Patients everywhere else in the state get split-shift care, he adds. He says it’s different in New York City because “the workforce is mainly women of color who barely speak English” and they get exploited by agencies.

Retiring Assembly Health Committee chair Richard Gottfried (D-Manhattan) agreed that state action is necessary.

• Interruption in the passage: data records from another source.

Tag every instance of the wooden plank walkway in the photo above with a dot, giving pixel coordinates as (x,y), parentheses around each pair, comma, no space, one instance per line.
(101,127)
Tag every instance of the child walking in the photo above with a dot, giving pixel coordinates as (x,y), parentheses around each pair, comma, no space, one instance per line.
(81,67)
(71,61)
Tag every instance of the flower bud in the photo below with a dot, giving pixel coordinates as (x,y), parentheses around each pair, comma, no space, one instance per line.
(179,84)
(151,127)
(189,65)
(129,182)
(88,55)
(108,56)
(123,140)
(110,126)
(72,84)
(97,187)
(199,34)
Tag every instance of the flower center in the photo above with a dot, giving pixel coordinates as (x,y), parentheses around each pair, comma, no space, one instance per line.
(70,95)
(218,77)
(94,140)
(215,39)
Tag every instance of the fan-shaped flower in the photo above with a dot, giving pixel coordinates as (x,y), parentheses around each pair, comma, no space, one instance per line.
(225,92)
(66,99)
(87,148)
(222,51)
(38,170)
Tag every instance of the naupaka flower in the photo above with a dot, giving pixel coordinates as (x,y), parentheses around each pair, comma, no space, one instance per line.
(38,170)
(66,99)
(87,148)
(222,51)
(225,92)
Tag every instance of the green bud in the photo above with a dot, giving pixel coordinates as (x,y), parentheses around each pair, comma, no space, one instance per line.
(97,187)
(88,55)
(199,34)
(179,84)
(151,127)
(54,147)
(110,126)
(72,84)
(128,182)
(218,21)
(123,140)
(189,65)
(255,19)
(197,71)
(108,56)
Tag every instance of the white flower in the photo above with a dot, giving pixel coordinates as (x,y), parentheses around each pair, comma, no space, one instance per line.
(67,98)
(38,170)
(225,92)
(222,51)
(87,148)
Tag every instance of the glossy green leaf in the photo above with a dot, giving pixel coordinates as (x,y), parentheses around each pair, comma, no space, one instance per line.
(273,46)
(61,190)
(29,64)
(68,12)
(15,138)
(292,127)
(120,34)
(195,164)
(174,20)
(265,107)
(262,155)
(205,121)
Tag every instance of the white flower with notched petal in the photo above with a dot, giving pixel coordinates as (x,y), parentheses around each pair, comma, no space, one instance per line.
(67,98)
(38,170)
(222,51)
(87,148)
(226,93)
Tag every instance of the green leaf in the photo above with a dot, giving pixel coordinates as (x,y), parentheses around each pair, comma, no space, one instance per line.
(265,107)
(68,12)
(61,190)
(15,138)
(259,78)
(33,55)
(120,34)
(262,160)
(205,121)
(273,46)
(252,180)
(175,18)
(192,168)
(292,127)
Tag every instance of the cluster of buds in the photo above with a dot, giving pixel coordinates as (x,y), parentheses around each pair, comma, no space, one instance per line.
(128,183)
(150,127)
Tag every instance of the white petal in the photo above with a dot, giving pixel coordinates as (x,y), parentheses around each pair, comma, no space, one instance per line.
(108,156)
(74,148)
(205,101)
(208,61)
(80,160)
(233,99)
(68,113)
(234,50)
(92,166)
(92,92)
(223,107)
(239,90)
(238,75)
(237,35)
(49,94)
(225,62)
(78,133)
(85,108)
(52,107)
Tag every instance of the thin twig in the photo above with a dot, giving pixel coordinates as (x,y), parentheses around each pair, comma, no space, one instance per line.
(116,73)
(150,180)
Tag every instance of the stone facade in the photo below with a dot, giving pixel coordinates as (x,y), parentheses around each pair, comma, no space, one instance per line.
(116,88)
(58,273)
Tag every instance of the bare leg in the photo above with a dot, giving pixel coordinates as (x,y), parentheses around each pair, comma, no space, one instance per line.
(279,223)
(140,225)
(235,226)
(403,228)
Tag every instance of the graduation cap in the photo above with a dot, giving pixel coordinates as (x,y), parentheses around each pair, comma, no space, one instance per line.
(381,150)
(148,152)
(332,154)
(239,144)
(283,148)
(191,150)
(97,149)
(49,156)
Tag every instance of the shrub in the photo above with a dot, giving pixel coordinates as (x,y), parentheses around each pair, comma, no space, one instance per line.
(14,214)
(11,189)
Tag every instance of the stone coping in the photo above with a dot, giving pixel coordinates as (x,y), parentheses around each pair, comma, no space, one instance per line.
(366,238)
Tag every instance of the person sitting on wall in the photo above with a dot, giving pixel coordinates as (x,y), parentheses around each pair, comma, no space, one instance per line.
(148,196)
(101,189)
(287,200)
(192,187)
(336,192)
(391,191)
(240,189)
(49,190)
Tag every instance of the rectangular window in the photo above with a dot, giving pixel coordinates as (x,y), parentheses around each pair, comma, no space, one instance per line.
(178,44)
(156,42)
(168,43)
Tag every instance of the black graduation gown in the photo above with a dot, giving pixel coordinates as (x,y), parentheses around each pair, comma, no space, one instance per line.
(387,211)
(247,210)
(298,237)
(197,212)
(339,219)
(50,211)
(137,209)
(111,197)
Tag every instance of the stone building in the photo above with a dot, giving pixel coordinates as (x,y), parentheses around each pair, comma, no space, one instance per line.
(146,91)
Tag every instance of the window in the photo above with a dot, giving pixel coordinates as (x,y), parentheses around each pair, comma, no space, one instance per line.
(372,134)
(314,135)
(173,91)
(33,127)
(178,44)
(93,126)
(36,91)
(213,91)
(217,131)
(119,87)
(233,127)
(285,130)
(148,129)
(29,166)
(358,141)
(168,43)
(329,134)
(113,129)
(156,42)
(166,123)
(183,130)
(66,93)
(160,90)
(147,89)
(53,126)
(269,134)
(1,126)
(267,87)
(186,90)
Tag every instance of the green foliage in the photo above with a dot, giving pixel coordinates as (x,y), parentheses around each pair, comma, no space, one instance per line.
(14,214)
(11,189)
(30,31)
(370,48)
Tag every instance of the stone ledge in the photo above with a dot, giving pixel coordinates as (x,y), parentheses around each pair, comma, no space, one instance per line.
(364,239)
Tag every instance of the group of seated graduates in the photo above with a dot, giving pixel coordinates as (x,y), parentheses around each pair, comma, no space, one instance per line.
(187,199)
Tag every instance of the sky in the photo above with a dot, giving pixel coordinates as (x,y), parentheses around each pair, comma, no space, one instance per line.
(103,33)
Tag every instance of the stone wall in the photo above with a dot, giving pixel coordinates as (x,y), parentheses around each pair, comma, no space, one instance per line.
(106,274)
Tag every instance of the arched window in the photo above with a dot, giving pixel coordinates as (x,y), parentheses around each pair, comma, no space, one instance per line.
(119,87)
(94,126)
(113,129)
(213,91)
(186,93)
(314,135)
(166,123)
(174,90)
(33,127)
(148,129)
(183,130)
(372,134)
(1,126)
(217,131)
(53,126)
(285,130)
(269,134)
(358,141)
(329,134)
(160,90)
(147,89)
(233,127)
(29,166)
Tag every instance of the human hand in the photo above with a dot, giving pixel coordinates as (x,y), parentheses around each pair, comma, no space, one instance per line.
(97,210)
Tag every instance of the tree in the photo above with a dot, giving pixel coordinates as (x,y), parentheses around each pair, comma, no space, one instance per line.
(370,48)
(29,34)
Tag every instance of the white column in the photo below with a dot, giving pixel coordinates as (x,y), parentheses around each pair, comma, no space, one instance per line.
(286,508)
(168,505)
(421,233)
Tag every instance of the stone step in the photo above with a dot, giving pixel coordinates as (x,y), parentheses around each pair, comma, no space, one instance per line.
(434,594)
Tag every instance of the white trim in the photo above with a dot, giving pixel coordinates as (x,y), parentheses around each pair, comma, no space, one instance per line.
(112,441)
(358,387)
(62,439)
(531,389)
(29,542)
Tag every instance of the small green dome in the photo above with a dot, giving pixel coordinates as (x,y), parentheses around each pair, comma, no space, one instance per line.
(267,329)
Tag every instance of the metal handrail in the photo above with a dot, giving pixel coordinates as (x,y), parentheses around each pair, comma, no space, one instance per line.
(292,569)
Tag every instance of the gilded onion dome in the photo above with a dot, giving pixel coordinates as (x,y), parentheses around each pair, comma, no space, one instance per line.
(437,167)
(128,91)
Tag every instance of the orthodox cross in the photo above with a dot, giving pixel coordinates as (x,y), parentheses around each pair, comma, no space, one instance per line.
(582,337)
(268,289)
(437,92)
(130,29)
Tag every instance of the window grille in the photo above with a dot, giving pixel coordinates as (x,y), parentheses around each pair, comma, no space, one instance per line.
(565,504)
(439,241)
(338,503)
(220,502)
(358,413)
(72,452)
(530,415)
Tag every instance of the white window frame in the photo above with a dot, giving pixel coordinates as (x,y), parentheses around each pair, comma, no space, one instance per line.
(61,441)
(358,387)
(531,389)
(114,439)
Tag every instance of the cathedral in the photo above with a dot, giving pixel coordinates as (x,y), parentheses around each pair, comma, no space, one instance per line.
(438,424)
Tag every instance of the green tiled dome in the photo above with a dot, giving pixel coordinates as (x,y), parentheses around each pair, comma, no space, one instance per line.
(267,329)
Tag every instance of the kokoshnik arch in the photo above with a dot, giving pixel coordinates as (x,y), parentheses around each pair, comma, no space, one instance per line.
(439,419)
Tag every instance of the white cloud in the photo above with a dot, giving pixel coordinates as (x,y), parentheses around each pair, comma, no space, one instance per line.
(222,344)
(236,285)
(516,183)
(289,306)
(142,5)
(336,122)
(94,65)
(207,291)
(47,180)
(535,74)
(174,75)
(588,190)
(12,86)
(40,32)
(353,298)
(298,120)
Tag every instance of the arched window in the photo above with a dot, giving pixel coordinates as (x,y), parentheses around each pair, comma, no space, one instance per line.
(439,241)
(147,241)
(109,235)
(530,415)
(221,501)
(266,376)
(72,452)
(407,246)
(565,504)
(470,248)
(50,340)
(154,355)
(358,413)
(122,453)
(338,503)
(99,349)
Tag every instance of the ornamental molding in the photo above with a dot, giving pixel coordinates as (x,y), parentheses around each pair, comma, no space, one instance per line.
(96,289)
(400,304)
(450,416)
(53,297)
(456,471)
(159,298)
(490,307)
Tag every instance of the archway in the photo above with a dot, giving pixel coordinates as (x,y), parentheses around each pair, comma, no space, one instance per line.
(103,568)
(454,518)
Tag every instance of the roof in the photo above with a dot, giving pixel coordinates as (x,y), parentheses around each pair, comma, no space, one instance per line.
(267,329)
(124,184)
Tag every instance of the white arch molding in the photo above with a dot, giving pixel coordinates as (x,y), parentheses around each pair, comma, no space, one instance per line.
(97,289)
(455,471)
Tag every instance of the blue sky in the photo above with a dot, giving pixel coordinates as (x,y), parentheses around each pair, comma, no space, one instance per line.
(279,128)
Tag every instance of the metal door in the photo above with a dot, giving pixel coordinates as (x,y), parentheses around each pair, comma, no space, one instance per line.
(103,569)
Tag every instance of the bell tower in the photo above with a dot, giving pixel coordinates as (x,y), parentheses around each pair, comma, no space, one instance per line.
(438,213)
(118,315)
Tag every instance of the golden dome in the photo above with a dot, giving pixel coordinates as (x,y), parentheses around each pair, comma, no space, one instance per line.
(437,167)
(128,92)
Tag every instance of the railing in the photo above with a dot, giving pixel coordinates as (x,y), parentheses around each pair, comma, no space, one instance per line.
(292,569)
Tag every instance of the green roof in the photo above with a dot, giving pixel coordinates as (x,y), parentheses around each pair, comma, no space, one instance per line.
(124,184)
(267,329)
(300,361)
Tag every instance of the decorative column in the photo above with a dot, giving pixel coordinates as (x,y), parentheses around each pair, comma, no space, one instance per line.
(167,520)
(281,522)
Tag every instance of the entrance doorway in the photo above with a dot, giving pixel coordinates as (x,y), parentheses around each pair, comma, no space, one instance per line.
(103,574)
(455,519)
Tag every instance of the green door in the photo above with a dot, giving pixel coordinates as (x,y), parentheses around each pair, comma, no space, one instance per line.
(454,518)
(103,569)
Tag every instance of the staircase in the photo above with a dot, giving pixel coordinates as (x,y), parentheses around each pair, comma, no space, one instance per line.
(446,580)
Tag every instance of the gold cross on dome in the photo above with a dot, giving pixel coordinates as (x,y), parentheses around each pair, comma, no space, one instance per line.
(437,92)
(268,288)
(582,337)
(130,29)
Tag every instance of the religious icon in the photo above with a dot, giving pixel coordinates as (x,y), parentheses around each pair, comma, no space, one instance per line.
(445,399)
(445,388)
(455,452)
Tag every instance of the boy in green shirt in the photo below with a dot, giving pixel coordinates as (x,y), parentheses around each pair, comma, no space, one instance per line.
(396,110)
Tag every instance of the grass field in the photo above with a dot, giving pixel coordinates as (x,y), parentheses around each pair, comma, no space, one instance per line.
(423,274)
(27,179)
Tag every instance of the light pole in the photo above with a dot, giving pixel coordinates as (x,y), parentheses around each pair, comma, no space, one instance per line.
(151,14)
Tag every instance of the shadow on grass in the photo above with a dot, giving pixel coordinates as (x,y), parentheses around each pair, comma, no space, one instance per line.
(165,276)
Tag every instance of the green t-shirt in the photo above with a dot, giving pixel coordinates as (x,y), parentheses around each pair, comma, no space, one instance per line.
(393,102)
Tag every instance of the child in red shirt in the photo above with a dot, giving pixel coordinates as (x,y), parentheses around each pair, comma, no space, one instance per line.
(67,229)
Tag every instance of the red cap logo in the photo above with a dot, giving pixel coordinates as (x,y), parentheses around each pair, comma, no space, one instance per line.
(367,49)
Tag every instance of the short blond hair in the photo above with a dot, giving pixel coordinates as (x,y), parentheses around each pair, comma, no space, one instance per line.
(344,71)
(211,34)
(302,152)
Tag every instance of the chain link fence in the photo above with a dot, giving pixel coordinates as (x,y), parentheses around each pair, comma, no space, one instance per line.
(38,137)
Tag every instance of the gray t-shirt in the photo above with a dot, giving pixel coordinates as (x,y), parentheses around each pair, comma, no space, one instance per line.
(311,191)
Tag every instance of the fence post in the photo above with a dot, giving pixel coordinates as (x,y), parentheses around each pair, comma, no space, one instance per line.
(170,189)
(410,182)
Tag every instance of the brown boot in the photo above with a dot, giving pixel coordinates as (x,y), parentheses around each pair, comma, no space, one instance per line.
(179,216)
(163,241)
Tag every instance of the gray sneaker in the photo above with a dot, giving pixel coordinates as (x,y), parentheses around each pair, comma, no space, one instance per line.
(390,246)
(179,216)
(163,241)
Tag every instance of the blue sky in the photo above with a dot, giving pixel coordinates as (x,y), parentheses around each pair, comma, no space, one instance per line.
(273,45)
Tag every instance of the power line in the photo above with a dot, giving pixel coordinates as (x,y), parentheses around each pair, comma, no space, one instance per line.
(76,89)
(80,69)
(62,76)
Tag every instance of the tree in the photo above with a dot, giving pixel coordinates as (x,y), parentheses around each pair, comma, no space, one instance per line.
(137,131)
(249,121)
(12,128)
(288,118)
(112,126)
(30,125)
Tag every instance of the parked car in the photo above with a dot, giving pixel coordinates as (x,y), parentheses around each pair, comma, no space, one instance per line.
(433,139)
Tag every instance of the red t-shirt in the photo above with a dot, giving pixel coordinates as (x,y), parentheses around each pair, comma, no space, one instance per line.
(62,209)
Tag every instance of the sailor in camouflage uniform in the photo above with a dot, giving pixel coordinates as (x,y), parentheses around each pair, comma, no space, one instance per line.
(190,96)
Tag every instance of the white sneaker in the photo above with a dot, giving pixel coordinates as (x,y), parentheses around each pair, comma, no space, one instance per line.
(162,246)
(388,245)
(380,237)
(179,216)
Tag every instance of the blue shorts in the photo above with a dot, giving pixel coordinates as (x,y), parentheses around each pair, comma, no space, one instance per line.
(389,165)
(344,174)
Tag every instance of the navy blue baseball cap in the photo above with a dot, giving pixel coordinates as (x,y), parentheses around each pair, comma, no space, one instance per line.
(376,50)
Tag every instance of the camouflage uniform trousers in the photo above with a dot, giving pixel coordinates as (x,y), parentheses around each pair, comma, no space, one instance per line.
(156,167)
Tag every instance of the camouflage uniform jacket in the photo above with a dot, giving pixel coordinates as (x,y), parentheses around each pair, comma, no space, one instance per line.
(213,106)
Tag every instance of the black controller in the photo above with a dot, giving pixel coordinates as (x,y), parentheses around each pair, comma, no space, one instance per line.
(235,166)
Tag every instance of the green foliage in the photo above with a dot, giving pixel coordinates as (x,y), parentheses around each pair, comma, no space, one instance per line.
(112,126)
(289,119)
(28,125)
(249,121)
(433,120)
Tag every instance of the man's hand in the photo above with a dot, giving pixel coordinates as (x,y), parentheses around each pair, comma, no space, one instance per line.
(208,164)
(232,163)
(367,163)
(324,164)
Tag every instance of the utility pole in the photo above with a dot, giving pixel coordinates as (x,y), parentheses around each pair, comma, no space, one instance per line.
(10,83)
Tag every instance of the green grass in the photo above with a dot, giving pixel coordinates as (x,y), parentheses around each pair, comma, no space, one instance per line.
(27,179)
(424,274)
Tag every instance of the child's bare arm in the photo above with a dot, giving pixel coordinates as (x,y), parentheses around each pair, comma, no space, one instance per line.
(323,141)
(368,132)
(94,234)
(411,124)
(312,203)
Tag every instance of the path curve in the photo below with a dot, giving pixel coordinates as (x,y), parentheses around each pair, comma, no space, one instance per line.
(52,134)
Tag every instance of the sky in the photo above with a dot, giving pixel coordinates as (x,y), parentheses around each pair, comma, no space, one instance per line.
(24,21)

“I largely agree with the intent of Intro 175,” he told the Council. “I believe that if a worker is required to be present at the work site and prepared to perform duties at a moment’s notice, then that worker is entitled to be paid for that time.”

But he said the bill as written would force agencies to violate state rules or get fined by the city.

Two bills to address the issue were introduced in the Legislature during the 2021-22 session. But neither Gottfried’s measure to set home health aides’ base pay at 150% of the minimum wage nor a bill to require split shifts for patients needing 24-hour care made it out of committee in either house.

Overtime question

Some workers objected to the 50-hour weekly limit, telling the committee they needed the overtime pay to make a living.

“If you cap the amount of hours that an employee can work, you will be limiting how much they can earn,” testified Margaret Glover, president of District Council 37’s Local 389, which represents more than 6,000 home-care workers. But she said “the real issue lies with how low our hourly rate is, and not with the amount of hours we work.”

She suggested prohibiting employers from enforcing mandatory overtime, and said that many of her members work 24-hour shifts “to provide a consistent and familiar face to their clients in need,” instead of having “strangers coming in and out.”

The argument that ending 24-hour shifts would worsen the home-attendant shortage is completely wrong, Jihye Song of the Ain’t I A Woman Campaign, a Chinatown-based group organizing low-wage women workers, told Work-Bites in an emailed message. The 24-hour shifts actually worsen the shortage, she says, because many attendants who’ve done them for years “finally have enough and refuse to work them any more.” Agencies offer only minimal amounts of work to attendants who refuse them; and other attendants are “forced to retire early due to injuries sustained working 24-hour shifts for days on end.”

The home-care agencies and health-insurance companies, she told the Council, “make more money when they make one worker do the job of two or three.” “Without a doubt, splitting the shifts would do much to attract workers to the home-care industry,” she added.

Laws against wage theft — employers are supposed to pay attendants if they have to work taking care of the patient during the 11 hours they’re supposedly off — are weakly enforced, Song says.

“Isn't it disgraceful that our legislators claim they can't find the money to pay workers what the law says they're owed?” she asks. “That they'd rather pit patients against workers rather than threaten the profits of insurance companies?”

Marte says he is “in dialogue” with the unions, and plans to meet with disability organizations. One possible amendment would be having the bill go into effect after the state budget is passed next year, as 1199SEIU had urged.

“We’re open to amendments, but not any that defeat the purpose of the bill,” he says.